A recent press release reports, “The OpenStack community today released Pike, the 16th version of the most widely deployed open source infrastructure software, with a focus on manageability, composability and scale. The software now powers 60 public cloud availability zones and more than a thousand private clouds running across more than five million physical cores. With new delivery models like private-cloud-as-a-service, it’s easier than ever to adopt OpenStack through the open source ecosystem where users are not locked into a proprietary technology or single vendor. OpenStack’s modular architecture also allows you to pick the functionality you need—whether that’s bare metal or block storage provisioning—to plug into your infrastructure stack. This composability—which makes possible use cases like edge computing and NFV—is a marked distinction from proprietary on-premises offerings, or even earlier versions of OpenStack.”

The release goes on, “Community trends and statistics: Composable services are gaining ground to address new use cases like containers, machine learning and edge computing. For example, OpenStack Ironic bare metal service now features enhanced integration for Cinder block storage and Neutron networking, and Cinder can now act as a standalone storage service for virtual machines, bare metal, or containers using Docker or Kubernetes. Significant development efforts have gone into lifecycle management tools including OpenStack Kolla, which makes it easier to manage and upgrade OpenStack using services like Kubernetes and Ansible.

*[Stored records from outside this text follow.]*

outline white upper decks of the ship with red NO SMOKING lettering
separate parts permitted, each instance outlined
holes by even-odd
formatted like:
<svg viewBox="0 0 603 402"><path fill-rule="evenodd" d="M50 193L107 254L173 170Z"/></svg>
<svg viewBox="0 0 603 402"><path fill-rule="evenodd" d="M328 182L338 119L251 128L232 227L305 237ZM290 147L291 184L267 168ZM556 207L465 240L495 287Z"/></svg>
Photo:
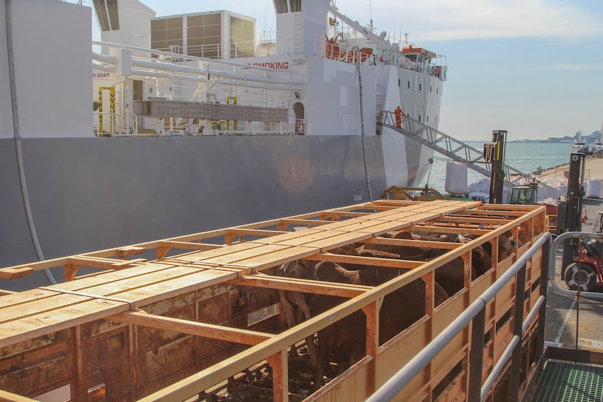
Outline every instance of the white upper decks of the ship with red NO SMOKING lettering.
<svg viewBox="0 0 603 402"><path fill-rule="evenodd" d="M127 6L146 8L141 3L136 5L136 1ZM143 122L139 118L140 124L136 125L132 121L134 103L131 100L149 96L283 108L288 113L288 120L279 124L249 120L220 124L211 119L192 123L193 129L200 129L202 134L274 134L278 131L306 135L375 135L378 113L394 110L398 105L407 115L437 128L442 83L446 79L446 66L442 65L441 57L406 42L390 43L385 32L374 34L329 6L327 0L275 1L275 7L276 41L259 43L248 41L250 32L255 31L253 19L223 10L159 17L152 22L143 18L132 20L132 24L142 26L136 29L138 32L143 32L144 27L155 27L143 42L171 52L103 48L104 52L117 57L113 63L103 63L104 68L97 70L94 87L113 87L122 95L115 110L115 134L132 134L141 124L145 129L142 132L147 132L148 127L158 131L157 122ZM137 10L135 13L140 14ZM327 15L330 15L328 20ZM212 37L213 41L209 42L213 43L201 45L198 38L190 37L195 35L195 29L213 29L220 35ZM129 31L126 34L126 38L122 38L107 31L104 39L127 43L132 34ZM166 40L170 35L173 40ZM120 66L131 66L131 69L119 71ZM115 73L108 72L111 69ZM110 82L104 87L102 82L106 81ZM108 95L105 90L104 97ZM119 103L124 107L120 109ZM124 125L120 126L120 122ZM168 127L190 132L189 123L172 121ZM423 176L425 158L430 152L406 155L402 136L390 138L388 135L392 133L387 129L383 134L387 136L383 140L387 185L416 182L417 177Z"/></svg>

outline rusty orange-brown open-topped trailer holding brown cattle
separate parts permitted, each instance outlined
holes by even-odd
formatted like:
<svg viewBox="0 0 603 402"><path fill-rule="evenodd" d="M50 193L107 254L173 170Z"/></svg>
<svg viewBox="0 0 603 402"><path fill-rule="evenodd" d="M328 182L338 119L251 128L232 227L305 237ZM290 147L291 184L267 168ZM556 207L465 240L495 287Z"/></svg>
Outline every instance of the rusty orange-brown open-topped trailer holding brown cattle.
<svg viewBox="0 0 603 402"><path fill-rule="evenodd" d="M402 231L419 235L388 235ZM509 235L517 247L502 252ZM464 241L441 241L455 236ZM2 292L0 400L364 401L404 370L391 400L526 400L544 359L549 243L543 206L381 200L1 268L2 280L50 269L64 282ZM431 257L341 254L350 245ZM293 261L397 275L380 285L275 275ZM442 296L449 284L436 278L455 261L460 288ZM281 291L339 299L288 328ZM409 294L418 308L392 305ZM320 359L336 327L347 332L316 380L306 342Z"/></svg>

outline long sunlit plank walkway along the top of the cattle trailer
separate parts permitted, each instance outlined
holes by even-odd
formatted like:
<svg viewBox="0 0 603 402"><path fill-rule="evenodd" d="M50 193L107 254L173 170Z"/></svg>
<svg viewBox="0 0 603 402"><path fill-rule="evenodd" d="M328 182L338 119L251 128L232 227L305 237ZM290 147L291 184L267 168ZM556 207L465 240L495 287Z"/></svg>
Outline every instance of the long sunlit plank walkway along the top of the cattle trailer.
<svg viewBox="0 0 603 402"><path fill-rule="evenodd" d="M355 212L357 210L370 211L371 208L375 212ZM185 253L166 257L161 261L137 259L129 268L115 268L109 264L107 269L117 270L59 285L2 296L0 347L6 347L25 338L34 338L85 322L125 313L140 306L220 282L236 281L237 278L254 275L265 268L278 266L286 261L310 257L341 245L366 241L385 232L411 227L419 222L437 220L455 213L470 213L470 211L477 216L475 213L481 208L486 208L486 206L482 206L478 201L439 200L429 203L404 203L381 200L360 204L360 206L322 211L315 215L306 214L290 218L292 222L316 222L313 227L308 229L288 232L274 231L276 235L264 237L262 234L269 233L250 232L259 238L223 247L216 246L211 250L186 250ZM519 215L530 212L534 208L537 207L509 206L510 210L518 211ZM320 216L344 216L346 211L349 211L347 216L355 217L329 223L322 222L320 219L313 220ZM506 213L497 209L489 210L489 212L490 215L497 218ZM340 215L342 213L343 215ZM267 224L275 222L277 221L267 222ZM250 226L246 225L246 227ZM257 227L261 226L257 225ZM236 232L236 228L228 230ZM220 233L222 231L211 232L212 235ZM190 240L192 238L202 239L203 236L201 234L183 236L182 238L166 239L165 242L178 245L178 242L192 241ZM83 255L87 259L99 258L99 261L104 263L106 261L103 259L110 259L111 253L123 257L124 254L137 254L141 250L151 247L150 245L159 247L159 244L161 241ZM98 256L102 256L102 259ZM71 257L71 261L79 261L76 257L81 256ZM68 258L53 261L55 261L54 266L64 266L68 264L66 261L70 260ZM120 259L113 261L122 262ZM43 261L2 268L0 274L5 272L6 275L10 275L15 270L20 271L27 268L37 270L49 265L48 261Z"/></svg>

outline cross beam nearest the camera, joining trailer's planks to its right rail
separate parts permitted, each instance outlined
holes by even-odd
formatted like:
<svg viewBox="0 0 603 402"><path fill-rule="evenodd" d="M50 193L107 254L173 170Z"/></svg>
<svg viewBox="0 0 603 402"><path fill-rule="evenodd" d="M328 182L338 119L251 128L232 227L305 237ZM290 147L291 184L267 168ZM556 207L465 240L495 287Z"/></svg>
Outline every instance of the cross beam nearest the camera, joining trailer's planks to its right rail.
<svg viewBox="0 0 603 402"><path fill-rule="evenodd" d="M182 332L194 336L203 336L204 338L227 340L229 342L242 343L243 345L257 345L264 340L272 338L272 335L269 333L229 328L205 322L180 320L179 318L162 317L161 315L152 315L141 311L128 311L126 313L111 315L107 318L133 325Z"/></svg>

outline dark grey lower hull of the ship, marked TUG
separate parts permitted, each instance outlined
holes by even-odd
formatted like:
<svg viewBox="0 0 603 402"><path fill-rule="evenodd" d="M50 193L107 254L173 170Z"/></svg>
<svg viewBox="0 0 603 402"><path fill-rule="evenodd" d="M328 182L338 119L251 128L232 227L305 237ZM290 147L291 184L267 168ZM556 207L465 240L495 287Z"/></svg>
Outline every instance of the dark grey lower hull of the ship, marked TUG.
<svg viewBox="0 0 603 402"><path fill-rule="evenodd" d="M378 198L382 137L365 140ZM406 148L420 153L418 144ZM361 136L45 138L22 140L22 150L45 259L370 198ZM14 140L0 140L0 266L37 261L15 155ZM409 177L417 169L409 161ZM43 275L24 282L46 284ZM0 289L15 286L24 284L0 280Z"/></svg>

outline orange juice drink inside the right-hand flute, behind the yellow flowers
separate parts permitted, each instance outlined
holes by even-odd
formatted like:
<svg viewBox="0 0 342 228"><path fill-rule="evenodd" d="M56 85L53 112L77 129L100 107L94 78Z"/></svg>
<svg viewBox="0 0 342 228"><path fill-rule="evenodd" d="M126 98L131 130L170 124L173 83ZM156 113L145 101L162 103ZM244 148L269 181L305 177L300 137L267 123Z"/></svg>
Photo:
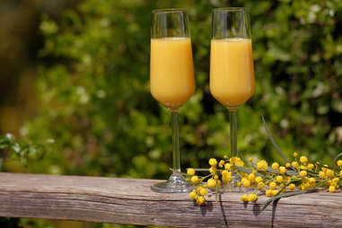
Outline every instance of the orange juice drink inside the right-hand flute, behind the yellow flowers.
<svg viewBox="0 0 342 228"><path fill-rule="evenodd" d="M210 92L228 109L236 109L254 93L250 39L212 39Z"/></svg>

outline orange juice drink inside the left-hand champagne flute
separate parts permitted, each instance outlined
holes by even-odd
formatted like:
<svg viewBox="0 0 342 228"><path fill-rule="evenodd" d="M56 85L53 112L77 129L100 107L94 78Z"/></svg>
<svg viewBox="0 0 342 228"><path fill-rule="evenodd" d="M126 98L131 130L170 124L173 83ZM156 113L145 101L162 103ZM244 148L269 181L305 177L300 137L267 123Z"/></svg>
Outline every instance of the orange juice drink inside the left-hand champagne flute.
<svg viewBox="0 0 342 228"><path fill-rule="evenodd" d="M151 39L150 86L153 98L178 110L195 92L189 38Z"/></svg>

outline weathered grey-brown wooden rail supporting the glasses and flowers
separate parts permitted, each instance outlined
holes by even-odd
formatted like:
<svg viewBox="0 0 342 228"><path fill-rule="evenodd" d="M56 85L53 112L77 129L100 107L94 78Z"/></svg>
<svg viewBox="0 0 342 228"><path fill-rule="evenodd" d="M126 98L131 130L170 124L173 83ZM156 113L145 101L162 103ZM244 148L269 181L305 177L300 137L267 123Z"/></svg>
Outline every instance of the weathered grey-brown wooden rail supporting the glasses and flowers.
<svg viewBox="0 0 342 228"><path fill-rule="evenodd" d="M0 172L0 216L176 227L342 227L342 194L326 191L282 198L259 214L225 193L207 206L188 194L161 194L160 180L52 176Z"/></svg>

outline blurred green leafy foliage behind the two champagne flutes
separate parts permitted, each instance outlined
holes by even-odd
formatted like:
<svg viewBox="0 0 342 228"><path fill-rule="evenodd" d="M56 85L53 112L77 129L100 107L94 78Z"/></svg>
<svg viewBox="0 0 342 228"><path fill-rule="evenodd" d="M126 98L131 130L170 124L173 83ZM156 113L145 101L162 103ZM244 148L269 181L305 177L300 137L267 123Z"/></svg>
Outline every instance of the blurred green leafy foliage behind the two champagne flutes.
<svg viewBox="0 0 342 228"><path fill-rule="evenodd" d="M182 167L229 154L227 113L208 87L211 11L223 6L250 9L256 92L238 112L241 156L282 162L263 114L285 154L330 162L342 148L341 0L86 0L40 25L53 64L40 67L41 108L21 132L45 156L3 170L167 178L170 113L148 83L151 11L167 7L189 9L197 80L180 109Z"/></svg>

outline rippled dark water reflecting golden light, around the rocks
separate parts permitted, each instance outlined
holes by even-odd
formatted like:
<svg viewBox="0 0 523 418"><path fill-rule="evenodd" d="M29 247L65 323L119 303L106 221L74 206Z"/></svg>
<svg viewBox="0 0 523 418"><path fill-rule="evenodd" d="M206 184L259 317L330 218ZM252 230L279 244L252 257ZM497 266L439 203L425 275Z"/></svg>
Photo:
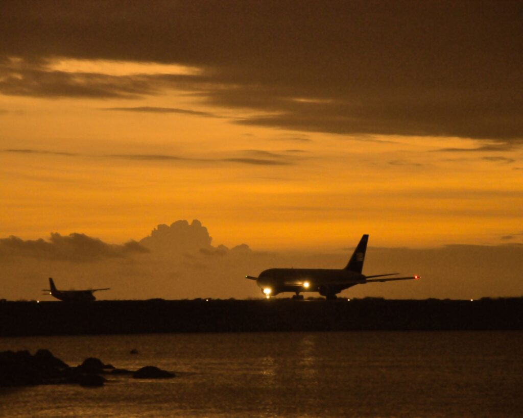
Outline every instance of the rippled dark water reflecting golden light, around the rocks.
<svg viewBox="0 0 523 418"><path fill-rule="evenodd" d="M39 348L69 365L94 356L177 376L109 375L101 388L0 388L0 416L523 416L518 331L0 339L0 351Z"/></svg>

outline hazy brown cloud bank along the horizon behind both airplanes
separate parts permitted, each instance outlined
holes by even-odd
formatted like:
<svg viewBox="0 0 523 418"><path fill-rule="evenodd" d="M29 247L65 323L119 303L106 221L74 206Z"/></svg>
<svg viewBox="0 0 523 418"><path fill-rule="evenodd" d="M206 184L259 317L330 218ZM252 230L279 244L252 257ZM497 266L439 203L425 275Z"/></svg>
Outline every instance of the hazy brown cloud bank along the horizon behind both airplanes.
<svg viewBox="0 0 523 418"><path fill-rule="evenodd" d="M124 245L109 245L83 234L52 234L49 240L0 239L3 297L7 298L40 297L35 289L45 286L50 275L64 288L111 287L100 297L116 299L262 297L245 275L257 276L269 268L340 269L353 250L276 253L253 251L246 244L229 249L213 245L208 229L196 219L158 225L147 237ZM364 274L400 272L419 274L422 280L369 283L343 294L416 299L521 296L522 270L521 244L422 249L371 246Z"/></svg>

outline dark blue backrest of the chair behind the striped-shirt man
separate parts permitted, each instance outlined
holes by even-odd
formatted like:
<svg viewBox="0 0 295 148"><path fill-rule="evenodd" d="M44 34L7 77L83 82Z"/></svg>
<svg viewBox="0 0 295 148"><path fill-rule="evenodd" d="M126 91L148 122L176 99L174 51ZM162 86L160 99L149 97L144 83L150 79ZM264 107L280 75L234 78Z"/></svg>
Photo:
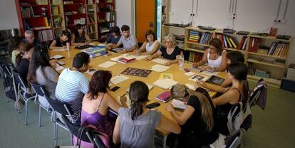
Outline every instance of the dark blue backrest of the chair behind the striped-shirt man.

Kolla saw an 19 percent increase in contributors in the Pike release as compared to the Ocata release. More OpenStack users are adopting a multi-cloud strategy and placing workloads across public and private cloud environments based on cost, compliance and capabilities. According to the April 2017 user survey, vendor lock-in was the number one business driver for OpenStack clouds, and 38 percent of OpenStack deployments interact with at least one other public or private cloud environment.”